In my Friday series about innovation, I've decided to include some personal stories of unusual and unique uses of SAS. Once a month or so, I'll swap out the Post-it Notes for a profile of someone who has used SAS in an innovative way to solve a problem or, like Veronica Walgamotte, simply decided that SAS is faster than pencil and paper. She used SAS rather than manually sorting through data to match, merge, sort and analyze before printing. Check out her story.
WAYNETTE TUBBS: Hi Veronica. I want to hear about your unique use of SAS, but before we get to that, can you tell me a little about what you do at SAS?
VERONICA WALGAMOTTE: Sure. I’m a software manager at SAS in the Knowledge Management Center. I work on the Sales Compensation Application. I’ve been doing that work for about 10 years now, part time.
Tell me about how you used SAS in a way that others might not have.
Since I only work part time, my other part time job is volunteering for the Ashburton Elementary School’s PTA (Parent Teacher Association). In the fall of 2010, they asked me to take on the PTA membership. We had 420 members. The school has about 772 students; that is actually a large elementary school for the area. We had a population explosion in 2010 and increased our enrollment by 150 kids. Every year, the PTA publishes a directory for the PTA parents. It includes student’s names, addresses and phone numbers, and the email addresses and cell phone numbers of the student’s parents when available.
My colleague on the directory said she would type everything in if I would pull all of the information together. I told her I would do that because I knew that I could pull the data together quickly and easily with SAS. I used SAS v9.2 to read in the data from the Excel spreadsheets. We worked with data from:
- A spreadsheet containing all of the PTA membership information.
- One containing all of the student information from the school.
- A spreadsheet of withholds: This is a group of students whose parents do not want information published or want only certain information published.
- I also built a spreadsheet mapping given names to nicknames. For instance, Margaret mapped to Maggie.
Tell me about the end result.
I used ODS (Output Delivery System) to print HTML files. I output the data in two ways because the printed directory provides the student information in two ways:
- Section one alphabetically lists each student by last name and includes the student’s phone number and teacher.
- Section two is alphabetized by each teacher’s name.

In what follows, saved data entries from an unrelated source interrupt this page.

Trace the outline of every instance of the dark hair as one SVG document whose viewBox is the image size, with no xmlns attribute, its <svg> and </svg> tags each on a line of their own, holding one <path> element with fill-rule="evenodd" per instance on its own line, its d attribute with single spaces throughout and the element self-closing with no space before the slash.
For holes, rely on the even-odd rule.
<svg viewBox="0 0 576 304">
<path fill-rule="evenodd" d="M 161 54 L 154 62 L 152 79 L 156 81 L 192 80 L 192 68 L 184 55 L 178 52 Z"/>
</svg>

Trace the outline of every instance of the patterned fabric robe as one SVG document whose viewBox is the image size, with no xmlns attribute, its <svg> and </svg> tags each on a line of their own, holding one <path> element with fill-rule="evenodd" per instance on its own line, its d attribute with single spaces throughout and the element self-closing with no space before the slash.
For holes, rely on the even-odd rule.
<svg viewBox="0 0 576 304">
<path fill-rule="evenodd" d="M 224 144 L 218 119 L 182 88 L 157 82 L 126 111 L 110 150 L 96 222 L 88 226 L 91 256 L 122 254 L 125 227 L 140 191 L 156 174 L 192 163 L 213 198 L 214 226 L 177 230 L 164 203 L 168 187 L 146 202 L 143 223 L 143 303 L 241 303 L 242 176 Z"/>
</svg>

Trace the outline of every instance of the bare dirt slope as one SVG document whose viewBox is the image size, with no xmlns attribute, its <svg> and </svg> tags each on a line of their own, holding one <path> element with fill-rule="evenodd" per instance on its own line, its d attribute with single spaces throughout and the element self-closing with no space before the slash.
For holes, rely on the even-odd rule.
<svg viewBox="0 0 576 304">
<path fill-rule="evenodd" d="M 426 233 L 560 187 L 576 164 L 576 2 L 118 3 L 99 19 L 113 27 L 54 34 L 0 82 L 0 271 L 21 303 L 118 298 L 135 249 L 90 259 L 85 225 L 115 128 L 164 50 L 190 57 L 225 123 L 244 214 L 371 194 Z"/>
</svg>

In this section, we list the students for each teacher and include the contact information we are allowed to print and have available.
The program has logic that says, if we have this and if it comes from here and they’re not a withhold, print it here (lots of if/then else statements). Getting all of that right was kind of tedious, but it was certainly much easier to do it with SAS than to do it by hand. The final back breaker was that the directory had to be delivered to the printer in Microsoft Publish. No worries, though. Basically, I just cut and pasted from the HTML files into Microsoft Publish.
Once the printer publishes this directory, how is it used?
All of the PTA members get a free directory, so we print 450 directories. The other 30 are held in reserve for anyone who joins after the school year begins. The directory is the contact information for all of the students at the school. Parents use the directory for birthday parties, play dates and socials. Parents can look up the e-mail address or phone number of another parent - it’s like a phonebook for the school.
As far as I know, this is the first time it’s been done using SAS.
I’ll bet! Were you able to take steps along the way to make this easier for next year?
Oh yes! We’ve compiled notes to make sure that next year, when we have to do this again, we have a template to go through. And, of course, I kept all of the SAS code.